Is September almost over?
Very little original blogging going on here, but I hope that will improve a little soon. It’s been busy – a little too busy if you ask me.
Tomorrow I’m at Tyndale listening to Kent Anderson on preaching. Anderson is leading a seminar based on his book Choosing to Preach. I may have my notes online soon afterwards.
I’m also in the middle of summarizing a Tim Keller talk in which he touches on evangelicals and the emerging church. I listened to it on the way to Ithaca the other week and found it really helpful.
Meantime I leave you with some advice I need to follow more than I do:
In response to our frenetic world, in which we can speak instantly to anyone around the world but have very little to say, I would argue pastors should be inaccessible more often than not. Part of our problem is that we get agitated if the email bell doesn’t go off every 30 seconds. Over against this, the pastor needs to teach us, to embody patience, or even silence. If my pastor, for example, is always instantly emailing me back, when is she praying for me? When is she quietly sitting in God’s presence, waiting for a word for us for Sunday? When is she nourishing her own soul in a way unrelated to her service to us, but just because God is good?
Hmm, or this from Chris Erdman in his new book Countdown to Sunday, from a chapter called “Why You Must Not Work Too Hard.” Erdman writes of Gregory, abbot of St. Andrew’s Monastery in Rome, who in 590 CE was called to become the new pope, “the church’s chief pastor and preacher.” Gregory did not want the job and “undertook the burden of the dignity with a sick heart.” He would have preferred a life of contemplation and prayer. The world did not need or want “more harried preachers whose words were shallow.”
Often it happens that when a man undertakes the cares of government, his heart is distracted with a diversity of things, and as his mind is divided among many interests and becomes confused, he finds he is unfitted for any of them. This is why a certain wise man gives a cautious warning, saying: “My son, meddle not with many matters.” (Ecclesiasticus 11:10).

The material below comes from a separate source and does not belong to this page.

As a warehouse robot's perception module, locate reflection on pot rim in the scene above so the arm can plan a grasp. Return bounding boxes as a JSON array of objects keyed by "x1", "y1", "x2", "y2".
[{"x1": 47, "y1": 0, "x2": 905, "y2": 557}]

So, preacher, go ahead, “meddle not with many matters.” Learn to flip the “off” switch. Take time to think, doodle, play. If you don’t, your congregation will lack the kind of witness who can help free it from the gridlock of a way of life that values the excessively active, the spiritually shallow. But if you do, you’ll be the kind of witness the church and this world most need, and you’ll help preach us all toward the freedom we were meant to enjoy.